Ethan DellhimeThe opportunity for account-based benefit programs is large and growing both in traditional consumer directed healthcare (CDH) accounts – such as FSAs, HSAs and HRAs – and beyond. In fact, the current market size for core CDH accounts is north of $5 billion and estimated to grow to $7.5 billion by the end of 2026. And within the core CDH portfolio, growth projections by account type are significant – with HSAs and HRAs both expected to grow more than 8%, and lifestyle and commuter expected to grow by close to 11% and 12% annually through 2026.

We recently conducted a webinar with guest speaker Ethan Dellhime, senior vice president at Lockton Companies, the world’s largest independent insurance brokerage firm. Ethan discussed the market opportunity and how account administrators can capitalize on this growth. Following are some excerpts from our discussion.

Ethan, as administrators think about growing their account-based offerings, obviously their relationships with brokers and consultants are critical. Can you provide some insights into “Dos and Don’ts” when it comes to engaging with the likes of Lockton and other brokerage firms?

It’s really a partnership across the board – not just between administrators and brokers, but inclusive of solution partners and employers. The broker landscape is very competitive and it’s important for administrators to understand how brokers – and by extension, our clients – like to be communicated with, and that’s directly and openly. When it comes to communication, administrators should shift away from transactional interactions to consultative engagement that is solution-based and strategic. It’s also important for administrators to understand that not all brokers are alike; in fact, while we all want to be a part of strategic conversations, many brokers are quite different from each other in terms of who they work with, the unique value proposition, and how they engage with their customers.  It’s important to take the time to get to know your broker partners to determine the best way to elevate and expand those relationships.

How should administrators identify opportunities within the groups they serve, in partnership with brokers, especially considering that employers are grappling with a number of pressing challenges – including rising healthcare costs, the war for talent, and the current economic environment?

Change is constant, and the landscape has dramatically shifted in terms of how employers are prioritizing their strategic initiatives within the employee benefits realm. It’s not just about transactional renewals; it’s about looking at the impact that strategies have on an employer’s broader business objectives. We’re seeing much more complexity and a leveraging of technology to drive efficiencies, while enhancing both employer and employee experiences. Change and complexity offer administrators the opportunity to be consultative.

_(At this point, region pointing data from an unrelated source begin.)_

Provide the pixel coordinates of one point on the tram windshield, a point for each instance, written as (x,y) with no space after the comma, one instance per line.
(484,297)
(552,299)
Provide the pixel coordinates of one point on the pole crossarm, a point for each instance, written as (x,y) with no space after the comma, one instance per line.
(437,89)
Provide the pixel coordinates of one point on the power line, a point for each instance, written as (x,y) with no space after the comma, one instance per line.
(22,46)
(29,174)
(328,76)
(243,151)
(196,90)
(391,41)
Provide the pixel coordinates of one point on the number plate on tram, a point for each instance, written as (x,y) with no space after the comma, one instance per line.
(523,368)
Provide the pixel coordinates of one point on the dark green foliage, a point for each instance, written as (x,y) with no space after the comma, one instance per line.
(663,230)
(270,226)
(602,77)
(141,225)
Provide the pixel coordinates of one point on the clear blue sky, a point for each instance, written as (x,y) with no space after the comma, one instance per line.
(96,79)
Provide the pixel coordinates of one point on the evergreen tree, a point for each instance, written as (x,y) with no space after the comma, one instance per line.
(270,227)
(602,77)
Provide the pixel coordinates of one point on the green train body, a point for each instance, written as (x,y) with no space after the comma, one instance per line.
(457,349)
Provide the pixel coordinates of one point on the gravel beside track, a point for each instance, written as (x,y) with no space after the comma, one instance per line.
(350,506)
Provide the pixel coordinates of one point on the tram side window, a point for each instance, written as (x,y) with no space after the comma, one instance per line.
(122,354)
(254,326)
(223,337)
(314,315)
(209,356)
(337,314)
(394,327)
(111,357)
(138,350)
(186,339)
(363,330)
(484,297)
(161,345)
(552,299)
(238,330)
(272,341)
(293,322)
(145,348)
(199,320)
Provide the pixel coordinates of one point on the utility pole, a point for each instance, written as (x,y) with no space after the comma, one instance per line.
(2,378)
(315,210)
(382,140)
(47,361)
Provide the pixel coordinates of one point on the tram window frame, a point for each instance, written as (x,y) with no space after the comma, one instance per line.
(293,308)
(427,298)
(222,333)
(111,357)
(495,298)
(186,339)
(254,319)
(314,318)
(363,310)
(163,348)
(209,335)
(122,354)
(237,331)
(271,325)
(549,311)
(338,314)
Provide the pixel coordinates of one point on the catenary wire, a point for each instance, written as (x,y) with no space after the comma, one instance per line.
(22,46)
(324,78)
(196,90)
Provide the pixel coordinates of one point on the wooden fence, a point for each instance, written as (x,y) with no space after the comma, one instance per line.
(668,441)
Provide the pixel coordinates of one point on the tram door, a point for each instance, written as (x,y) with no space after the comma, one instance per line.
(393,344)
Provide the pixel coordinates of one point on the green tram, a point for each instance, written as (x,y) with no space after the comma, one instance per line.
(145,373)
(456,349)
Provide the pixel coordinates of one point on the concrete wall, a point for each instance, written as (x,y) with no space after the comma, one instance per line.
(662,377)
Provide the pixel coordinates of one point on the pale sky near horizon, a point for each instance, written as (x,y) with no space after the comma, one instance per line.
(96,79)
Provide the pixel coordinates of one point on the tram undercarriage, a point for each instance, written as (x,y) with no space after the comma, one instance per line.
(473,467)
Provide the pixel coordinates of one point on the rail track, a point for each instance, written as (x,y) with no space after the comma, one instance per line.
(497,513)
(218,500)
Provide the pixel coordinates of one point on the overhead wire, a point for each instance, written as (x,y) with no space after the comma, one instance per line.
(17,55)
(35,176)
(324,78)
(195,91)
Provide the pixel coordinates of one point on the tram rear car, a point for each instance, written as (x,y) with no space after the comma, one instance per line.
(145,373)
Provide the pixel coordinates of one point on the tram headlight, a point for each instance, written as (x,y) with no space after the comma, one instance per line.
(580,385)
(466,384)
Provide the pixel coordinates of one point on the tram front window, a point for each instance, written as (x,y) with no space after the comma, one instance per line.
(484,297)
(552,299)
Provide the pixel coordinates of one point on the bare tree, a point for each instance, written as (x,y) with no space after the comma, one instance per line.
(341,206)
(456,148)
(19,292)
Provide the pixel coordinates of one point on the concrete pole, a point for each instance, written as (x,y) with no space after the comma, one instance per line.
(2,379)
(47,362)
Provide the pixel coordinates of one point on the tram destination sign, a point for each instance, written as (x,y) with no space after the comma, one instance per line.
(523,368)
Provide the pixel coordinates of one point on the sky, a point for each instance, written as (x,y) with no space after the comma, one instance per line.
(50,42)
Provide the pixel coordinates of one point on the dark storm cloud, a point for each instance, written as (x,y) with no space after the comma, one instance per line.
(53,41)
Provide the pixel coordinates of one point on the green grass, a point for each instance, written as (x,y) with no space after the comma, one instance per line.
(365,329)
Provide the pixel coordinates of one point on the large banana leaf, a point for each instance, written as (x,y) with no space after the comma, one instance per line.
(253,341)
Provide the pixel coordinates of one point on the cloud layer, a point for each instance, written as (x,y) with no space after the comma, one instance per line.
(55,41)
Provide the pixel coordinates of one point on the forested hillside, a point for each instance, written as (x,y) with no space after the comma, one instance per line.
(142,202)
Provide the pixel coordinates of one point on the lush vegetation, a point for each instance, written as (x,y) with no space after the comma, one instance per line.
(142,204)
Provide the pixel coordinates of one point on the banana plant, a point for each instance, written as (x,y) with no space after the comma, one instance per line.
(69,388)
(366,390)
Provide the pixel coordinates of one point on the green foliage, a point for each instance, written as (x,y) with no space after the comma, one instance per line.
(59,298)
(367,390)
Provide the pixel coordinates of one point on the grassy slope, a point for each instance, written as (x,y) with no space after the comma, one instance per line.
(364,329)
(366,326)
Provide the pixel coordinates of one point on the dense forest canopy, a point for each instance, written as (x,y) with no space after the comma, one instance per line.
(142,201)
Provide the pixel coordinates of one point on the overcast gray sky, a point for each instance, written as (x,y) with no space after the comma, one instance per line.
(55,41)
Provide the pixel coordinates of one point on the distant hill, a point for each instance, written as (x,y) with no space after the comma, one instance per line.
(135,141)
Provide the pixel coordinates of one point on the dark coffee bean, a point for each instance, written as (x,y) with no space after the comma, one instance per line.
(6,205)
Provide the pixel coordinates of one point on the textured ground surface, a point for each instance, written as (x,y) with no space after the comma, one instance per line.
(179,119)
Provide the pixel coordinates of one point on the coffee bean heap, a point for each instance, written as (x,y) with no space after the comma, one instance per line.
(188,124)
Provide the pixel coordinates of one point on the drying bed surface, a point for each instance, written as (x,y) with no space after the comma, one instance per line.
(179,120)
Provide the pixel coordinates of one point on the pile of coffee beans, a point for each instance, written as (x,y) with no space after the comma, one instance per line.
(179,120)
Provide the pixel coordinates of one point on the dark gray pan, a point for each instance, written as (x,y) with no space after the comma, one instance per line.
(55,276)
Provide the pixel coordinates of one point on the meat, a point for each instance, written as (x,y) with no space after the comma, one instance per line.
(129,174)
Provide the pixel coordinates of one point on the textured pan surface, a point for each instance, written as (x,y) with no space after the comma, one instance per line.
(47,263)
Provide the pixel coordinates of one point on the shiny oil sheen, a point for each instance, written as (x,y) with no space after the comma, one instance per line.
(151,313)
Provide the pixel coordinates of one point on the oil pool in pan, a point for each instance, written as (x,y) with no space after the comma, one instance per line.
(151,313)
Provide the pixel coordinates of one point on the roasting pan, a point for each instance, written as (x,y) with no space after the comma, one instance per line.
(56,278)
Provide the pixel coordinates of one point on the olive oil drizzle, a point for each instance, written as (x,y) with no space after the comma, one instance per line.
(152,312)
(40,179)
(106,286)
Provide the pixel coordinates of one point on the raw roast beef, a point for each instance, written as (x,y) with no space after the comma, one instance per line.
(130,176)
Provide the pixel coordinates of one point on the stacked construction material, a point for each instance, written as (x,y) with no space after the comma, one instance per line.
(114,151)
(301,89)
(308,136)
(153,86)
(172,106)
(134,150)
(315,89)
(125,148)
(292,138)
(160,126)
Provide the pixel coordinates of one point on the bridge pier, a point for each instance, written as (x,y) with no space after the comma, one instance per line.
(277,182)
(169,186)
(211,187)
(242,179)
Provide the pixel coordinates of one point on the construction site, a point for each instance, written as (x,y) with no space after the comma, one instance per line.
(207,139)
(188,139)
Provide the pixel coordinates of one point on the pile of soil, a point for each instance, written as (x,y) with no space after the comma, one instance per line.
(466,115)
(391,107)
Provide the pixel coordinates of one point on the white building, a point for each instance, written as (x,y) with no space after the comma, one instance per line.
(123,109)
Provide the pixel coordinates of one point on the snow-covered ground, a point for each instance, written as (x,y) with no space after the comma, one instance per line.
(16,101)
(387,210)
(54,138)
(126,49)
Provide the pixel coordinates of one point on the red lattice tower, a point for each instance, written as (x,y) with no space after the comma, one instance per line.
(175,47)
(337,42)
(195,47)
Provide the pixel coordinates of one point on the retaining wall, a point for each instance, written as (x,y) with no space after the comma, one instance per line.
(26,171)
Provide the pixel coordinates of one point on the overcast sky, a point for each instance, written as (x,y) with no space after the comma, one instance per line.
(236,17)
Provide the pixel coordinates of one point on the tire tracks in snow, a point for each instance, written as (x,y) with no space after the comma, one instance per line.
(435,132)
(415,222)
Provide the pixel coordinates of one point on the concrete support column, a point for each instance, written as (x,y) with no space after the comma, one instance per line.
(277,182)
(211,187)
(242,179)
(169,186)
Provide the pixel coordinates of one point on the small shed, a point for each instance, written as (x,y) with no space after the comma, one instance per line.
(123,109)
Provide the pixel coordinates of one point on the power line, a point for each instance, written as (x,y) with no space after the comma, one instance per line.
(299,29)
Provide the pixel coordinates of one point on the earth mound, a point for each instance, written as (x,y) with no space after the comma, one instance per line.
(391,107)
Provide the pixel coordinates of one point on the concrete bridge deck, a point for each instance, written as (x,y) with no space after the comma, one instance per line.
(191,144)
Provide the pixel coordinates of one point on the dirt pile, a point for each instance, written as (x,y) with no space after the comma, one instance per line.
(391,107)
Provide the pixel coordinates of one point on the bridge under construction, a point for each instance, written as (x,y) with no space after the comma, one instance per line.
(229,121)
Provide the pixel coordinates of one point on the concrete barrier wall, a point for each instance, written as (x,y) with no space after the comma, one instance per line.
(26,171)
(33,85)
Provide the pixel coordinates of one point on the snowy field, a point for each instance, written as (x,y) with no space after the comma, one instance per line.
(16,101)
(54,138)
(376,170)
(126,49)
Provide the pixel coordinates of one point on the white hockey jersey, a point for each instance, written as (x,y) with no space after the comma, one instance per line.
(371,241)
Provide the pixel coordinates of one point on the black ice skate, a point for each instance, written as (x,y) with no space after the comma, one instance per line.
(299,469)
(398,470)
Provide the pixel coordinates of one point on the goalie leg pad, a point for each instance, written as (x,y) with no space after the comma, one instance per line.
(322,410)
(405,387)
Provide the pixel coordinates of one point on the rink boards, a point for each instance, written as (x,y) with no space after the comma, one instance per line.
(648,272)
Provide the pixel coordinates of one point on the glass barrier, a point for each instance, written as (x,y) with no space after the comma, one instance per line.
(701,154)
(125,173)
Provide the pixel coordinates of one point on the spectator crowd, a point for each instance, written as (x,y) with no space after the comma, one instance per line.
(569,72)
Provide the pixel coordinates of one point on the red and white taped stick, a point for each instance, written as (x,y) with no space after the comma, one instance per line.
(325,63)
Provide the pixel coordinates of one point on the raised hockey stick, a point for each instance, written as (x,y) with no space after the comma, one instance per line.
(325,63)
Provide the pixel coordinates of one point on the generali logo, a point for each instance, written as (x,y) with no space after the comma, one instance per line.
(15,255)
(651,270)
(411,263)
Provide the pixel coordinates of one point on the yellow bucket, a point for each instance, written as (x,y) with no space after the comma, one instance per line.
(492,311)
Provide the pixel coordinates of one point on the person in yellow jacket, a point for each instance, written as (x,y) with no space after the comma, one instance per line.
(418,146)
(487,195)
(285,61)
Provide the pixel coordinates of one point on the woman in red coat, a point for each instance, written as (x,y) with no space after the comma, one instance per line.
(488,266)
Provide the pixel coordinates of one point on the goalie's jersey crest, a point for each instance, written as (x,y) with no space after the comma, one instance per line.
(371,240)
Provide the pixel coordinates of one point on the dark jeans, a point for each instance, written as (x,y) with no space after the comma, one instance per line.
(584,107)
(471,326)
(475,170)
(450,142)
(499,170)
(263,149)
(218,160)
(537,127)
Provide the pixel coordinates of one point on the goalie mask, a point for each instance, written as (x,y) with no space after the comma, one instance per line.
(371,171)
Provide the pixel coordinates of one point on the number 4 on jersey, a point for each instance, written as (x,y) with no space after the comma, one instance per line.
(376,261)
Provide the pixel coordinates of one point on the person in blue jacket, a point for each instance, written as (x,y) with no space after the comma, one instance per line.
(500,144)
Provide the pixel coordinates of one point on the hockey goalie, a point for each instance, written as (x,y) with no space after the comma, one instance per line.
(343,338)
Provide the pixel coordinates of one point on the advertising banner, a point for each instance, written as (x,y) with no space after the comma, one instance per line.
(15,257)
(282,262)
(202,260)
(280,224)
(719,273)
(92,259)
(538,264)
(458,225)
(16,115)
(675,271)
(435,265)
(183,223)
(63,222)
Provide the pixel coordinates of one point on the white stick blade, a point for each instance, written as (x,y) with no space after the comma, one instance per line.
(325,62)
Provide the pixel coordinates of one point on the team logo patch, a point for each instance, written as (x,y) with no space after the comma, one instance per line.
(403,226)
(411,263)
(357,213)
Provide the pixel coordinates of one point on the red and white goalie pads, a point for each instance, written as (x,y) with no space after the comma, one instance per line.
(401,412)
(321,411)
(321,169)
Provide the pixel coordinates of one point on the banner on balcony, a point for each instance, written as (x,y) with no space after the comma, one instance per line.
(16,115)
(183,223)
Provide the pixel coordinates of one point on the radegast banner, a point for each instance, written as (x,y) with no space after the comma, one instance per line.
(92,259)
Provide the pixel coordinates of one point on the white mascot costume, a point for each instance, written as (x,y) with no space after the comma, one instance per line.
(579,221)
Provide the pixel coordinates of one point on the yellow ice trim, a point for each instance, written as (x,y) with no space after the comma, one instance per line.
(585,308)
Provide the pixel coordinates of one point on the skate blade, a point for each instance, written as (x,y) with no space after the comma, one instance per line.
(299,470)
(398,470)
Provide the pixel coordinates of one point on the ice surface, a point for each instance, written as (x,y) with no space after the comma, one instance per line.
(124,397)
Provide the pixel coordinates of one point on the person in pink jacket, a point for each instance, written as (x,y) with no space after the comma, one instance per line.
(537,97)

What insights do brokers and employers value from their administrator partners? How can account administrators bring more value to their broker and employer relationships, in order to strengthen the relationship?

Administrators first need to understand what the broker and employer are trying to address and solve. And they need to demonstrate this understanding through offering insights, and ideally, through benchmarking performance. If an administrator can solve a big problem, we as brokers will prioritize that particular administrator and put them at the top of the recommended list.

What are the biggest changes to benefit and workforce strategies that you see due to current labor market?

This is a hyper-competitive talent landscape and we’ve seen a lot of compensation compression as a result. With the recent shift economically, more employers are starting to get somewhat apprehensive when it comes to wage increases. They’re looking at adding creative solutions on top of wages, especially around incentives like lifestyle accounts – to attract and retain talent without putting additional pressure on compensation. With the economic challenges we’ve begun to see, there’s an opportunity with these accounts to help solve for broader issues.

As a broker, how are these accounts perceived in the market?

There’s a lot of opportunity to drive literacy and engagement when it comes to HSA and FSA accounts, for example. More broadly, lifestyle accounts like commuter will be very important components in terms of employee needs, especially as workforces might move to in-office or hybrid models.